Le refus d'une prolongation de délai doit être accompagné d'un bref délai pour accomplir l'acte soumis au délai, à moins que la demande de prolongation ne doive être considérée comme dilatoire ou que le requérant ne dût, de bonne foi, supposer dès le début qu'il ne bénéficierait d'aucune prolongation de délai. Lorsque le tribunal qualifie le délai supplémentaire prévu à l'art. 101 al. 3 CPC "d'ultime" ("letztmalig") ou "non prolongeable" ("nicht erstreckbar"), le destinataire doit supposer de bonne foi, jusqu'à une réponse contraire du tribunal, qu'il ne bénéficiera d'aucune prolongation de délai et que le délai fixé expirera définitivement à la date indiquée. Dans un tel cas, il ne saurait reprocher au Tribunal de ne pas avoir accompagné le refus de prolongation d'un bref délai supplémentaire (arrêt du Tribunal fédéral 4A_202/2022 précité consid. 4.2).

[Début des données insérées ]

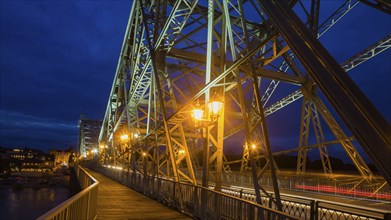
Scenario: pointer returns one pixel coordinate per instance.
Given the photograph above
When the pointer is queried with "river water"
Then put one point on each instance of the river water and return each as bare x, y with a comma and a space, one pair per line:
30, 203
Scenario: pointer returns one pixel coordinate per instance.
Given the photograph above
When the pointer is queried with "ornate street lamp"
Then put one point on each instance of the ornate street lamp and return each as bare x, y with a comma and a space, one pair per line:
198, 114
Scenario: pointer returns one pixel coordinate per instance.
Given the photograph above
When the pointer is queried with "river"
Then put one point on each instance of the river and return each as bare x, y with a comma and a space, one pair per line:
30, 203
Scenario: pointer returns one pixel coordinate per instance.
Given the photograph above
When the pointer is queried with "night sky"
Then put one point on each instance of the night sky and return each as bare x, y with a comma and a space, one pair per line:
58, 60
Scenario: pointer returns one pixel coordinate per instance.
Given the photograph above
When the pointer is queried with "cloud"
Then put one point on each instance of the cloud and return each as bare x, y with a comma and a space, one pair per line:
18, 129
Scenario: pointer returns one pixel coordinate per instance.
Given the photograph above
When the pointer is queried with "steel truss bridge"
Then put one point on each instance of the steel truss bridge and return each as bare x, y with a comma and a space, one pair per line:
257, 57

3.2 En l'espèce, après une première prolongation de délai, le Tribunal a accordé à l'appelante, par "n'empêche" du 7 janvier 2025, une "ultime prolongation [de] délai" au 7 février 2025 pour fournir l'avance de frais de 80'000 fr. Au vu de cette formulation, et conformément à la jurisprudence susmentionnée, l'appelante, alors assistée d'un avocat, devait comprendre que l'échéance fixée au 7 février 2025 était définitive et qu'à défaut de paiement dans ce délai, la demande reconventionnelle serait déclarée irrecevable. L'ultime délai ("letztmalige Frist") octroyé par le Tribunal incorporait ainsi un éventuel délai de grâce au sens de l'art. 101 al. 3 CPC.

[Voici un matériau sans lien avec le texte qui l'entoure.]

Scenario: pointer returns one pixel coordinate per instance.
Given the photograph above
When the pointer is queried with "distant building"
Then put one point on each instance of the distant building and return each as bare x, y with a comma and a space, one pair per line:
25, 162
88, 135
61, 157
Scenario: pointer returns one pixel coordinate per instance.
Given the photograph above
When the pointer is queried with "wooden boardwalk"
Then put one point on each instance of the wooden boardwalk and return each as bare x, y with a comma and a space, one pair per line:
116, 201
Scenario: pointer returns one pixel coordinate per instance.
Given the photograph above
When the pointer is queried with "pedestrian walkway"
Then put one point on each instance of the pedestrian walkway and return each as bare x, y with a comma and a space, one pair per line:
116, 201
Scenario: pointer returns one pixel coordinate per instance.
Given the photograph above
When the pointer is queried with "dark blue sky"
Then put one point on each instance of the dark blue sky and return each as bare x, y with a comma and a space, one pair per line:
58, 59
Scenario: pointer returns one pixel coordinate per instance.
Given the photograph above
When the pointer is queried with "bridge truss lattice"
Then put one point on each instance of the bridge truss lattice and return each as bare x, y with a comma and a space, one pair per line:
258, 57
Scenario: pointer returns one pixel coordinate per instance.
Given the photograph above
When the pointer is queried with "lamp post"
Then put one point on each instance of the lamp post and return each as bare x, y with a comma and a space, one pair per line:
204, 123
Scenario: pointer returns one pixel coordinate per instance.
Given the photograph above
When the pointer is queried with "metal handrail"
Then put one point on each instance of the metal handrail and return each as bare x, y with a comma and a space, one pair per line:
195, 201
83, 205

Il sera encore relevé, si besoin est, que le Tribunal a accordé deux prolongations de délai d'un mois chacune, les 5 décembre 2024 et 7 janvier 2025, si bien que l'appelante a bénéficié d'un délai total de trois mois pour s'acquitter du paiement de l'avance de frais.

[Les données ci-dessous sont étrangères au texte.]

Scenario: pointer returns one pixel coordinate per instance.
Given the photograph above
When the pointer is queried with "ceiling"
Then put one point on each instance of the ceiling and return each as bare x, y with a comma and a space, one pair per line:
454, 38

Il ressort de ce qui précède que le Tribunal n'était pas tenu d'impartir à l'appelante un délai supplémentaire pour s'acquitter de l'avance de frais requise depuis le 8 novembre 2024. C'est à bon droit qu'il a déclaré la demande reconventionnelle irrecevable à défaut du paiement de ladite avance.

L'appel sera dès lors rejeté.

4. L'appelante, qui succombe, sera condamnée aux frais de la procédure d'appel (art. 106 al. 1 CPC).

Les frais judiciaires seront arrêtés à 1'200 fr. (art. 13, 17 et 35 RTFMC) et compensés avec l'avance versée par ses soins, acquise à l'Etat de Genève (art. 111 CPC).

Les dépens dus aux intimés seront fixés à 1'500 fr., compte tenu de l'activité déployée par leur conseils respectifs (art. 23 al. 1 LaCC; art. 84, 85, 87 et 90 RTFMC), débours et TVA inclus (art. 25 et 26 LaCC).

* * * * *


PAR CES MOTIFS,
La Chambre civile :

A la forme :

Déclare recevable l'appel interjeté par A______ SA contre le jugement JTPI/2571/2025 du 17 février 2025 dans la cause C/425/2024.

Au fond :

Confirme le jugement entrepris.

Déboute les parties de toutes autres conclusions.

Sur les frais :

Arrête les frais judiciaires d'appel à 1'200 fr., les met à la charge de A______ SA et les compense avec l'avance de frais de même montant versée par celle-ci, qui demeure acquise à l'Etat de Genève.

Condamne A______ SA à verser à C______ et D______, pris solidairement, 1'500 fr. au titre des dépens d'appel.

Siégeant :

Madame Stéphanie MUSY, présidente; Monsieur Cédric-Laurent MICHEL et Madame Paola CAMPOMAGNANI, juges; Madame Sophie MARTINEZ, greffière.

 

 

 

 

 

 

 

Indication des voies de recours :

 

Conformément aux art. 72 ss de la loi fédérale sur le Tribunal fédéral du 17 juin 2005 (LTF; RS 173.110), le présent arrêt peut être porté dans les trente jours qui suivent sa notification avec expédition complète (art. 100 al. 1 LTF) par-devant le Tribunal fédéral par la voie du recours en matière civile.

 

Le recours doit être adressé au Tribunal fédéral, 1000 Lausanne 14.

 

Valeur litigieuse des conclusions pécuniaires au sens de la LTF supérieure ou égale à 30'000 fr.